AAP-3.F - For simulations: a. Explain how computers can be used to represent real-world phenomena or outcomes. b. Compare the use of simulations with real-world contexts.
AAP-3.F.1 - Simulations are abstractions of more complex objects or phenomena for a specific purpose.
AAP-3.F.2 - A simulation is a representation that uses varying sets of values to reflect the changing state of a phenomenon.
AAP-3.F.3 - Simulations often mimic real-world events with the purpose of drawing inferences, allowing investigation of a phenomenon without the constraints of the real world.
AAP-3.F.4 - The process of developing an abstract simulation involves removing specific details or simplifying functionality.

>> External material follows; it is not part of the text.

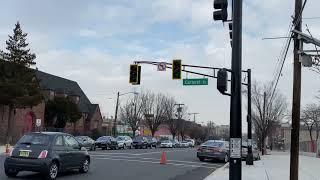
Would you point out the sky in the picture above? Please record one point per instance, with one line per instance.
(94, 42)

AAP-3.F.5 - Simulations can contain bias derived from the choices of real-world elements that were included or excluded.
AAP-3.F.6 - Simulations are most useful when real-world events are impractical for experiments (e.g., too big, too small, too fast, too slow, too expensive, or too dangerous).
AAP-3.F.7 - Simulations facilitate the formulation and refinement of hypotheses related to the objects or phenomena under consideration.
DAT-2 - Programs can be used to process data, which allows users to discover information and create new knowledge.
DAT-2.D - Extract information from data using a program.
DAT-2.D.6 - Some processes that can be used to extract or modify information from data include the following:
transforming every element of a data set, such as doubling every element in a list, or extracting the parent’s email from every student record
filtering a data set, such as keeping only the positive numbers from a list, or keeping only students who signed up for band from a record of all the students
combining or comparing data in some way, such as adding up a list of numbers, or finding the student who has the highest GPA
visualizing a data set through a chart, graph, or other visual representation
CSTA K-12 Computer Science Standards (2017)
AP - Algorithms & Programming
3A-AP-14 - Use lists to simplify solutions, generalizing computational problems instead of repeated use of simple variables.
3B-AP-10 - Use and adapt classic algorithms to solve computational problems.
3B-AP-23 - Evaluate key qualities of a program through a process such as a code review.